Problem from Remmert’s book chapter 4, 2a) p.122
I’m trying to solve the following problem
a) Let $a_n$ be real and decrease to 0. Show that the power series $\sum_{n \geq 0} a_n z^n$ converges compactly in $\mathbb{E} \setminus {1}$ Hint: investigate $(1-z)*\sum_{n \geq 0} a_n z^n$
b) Show that the logarithmic series $\sum_{n \geq 1} \frac{(-1)^{n-1}}{n} z^n$ converges compactly in $\mathbb{E} \setminus {1}$
Can anybody give me another hint? Unfortunately I’m stuck with nothing..

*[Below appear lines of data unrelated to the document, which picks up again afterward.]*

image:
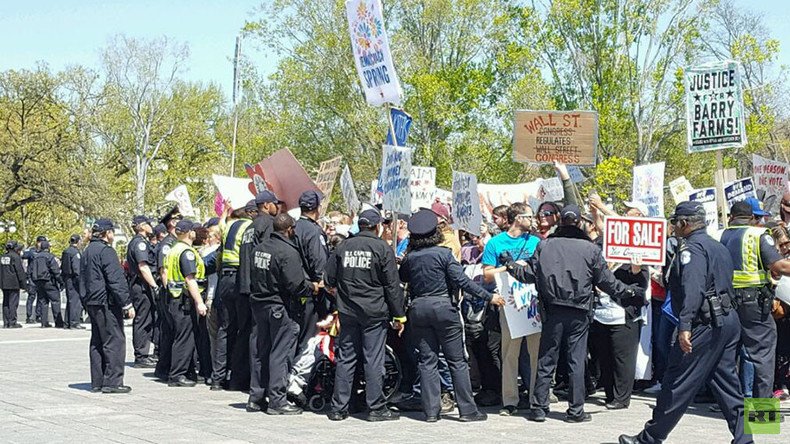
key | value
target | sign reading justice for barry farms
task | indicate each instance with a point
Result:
(569, 137)
(627, 237)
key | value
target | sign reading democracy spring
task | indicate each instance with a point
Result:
(570, 137)
(629, 237)
(714, 107)
(648, 187)
(466, 203)
(395, 175)
(371, 49)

Let $K$ be any compact set in $\mathbb{E}\setminus \{1\}$. For any $z \in K$ we have $|z| \leqslant 1$ and $|z - 1| > \delta$ for some $\delta > 0$ -- since $\{1\} \not\in \bar{K}.$
Hence, for all $n \in \mathbb{N}$ and all $z \in K$ we have uniformly bounded partial sums
$$\left| \sum_{k=1}^n z^k\right| = \left|\frac{z - z^{n+1}}{1-z} \right| \leqslant \frac{|z|(1+ |z|^n)}{|1-z|} \leqslant \frac{2}{\delta}$$
Since $a_n$ converges to $0$ monotonically and uniformly (since there is no dependence on $z$) it follows by the Dirichlet test that $\sum_{n \geqslant 0} a_n z^n$converges uniformly on the compact set $K$.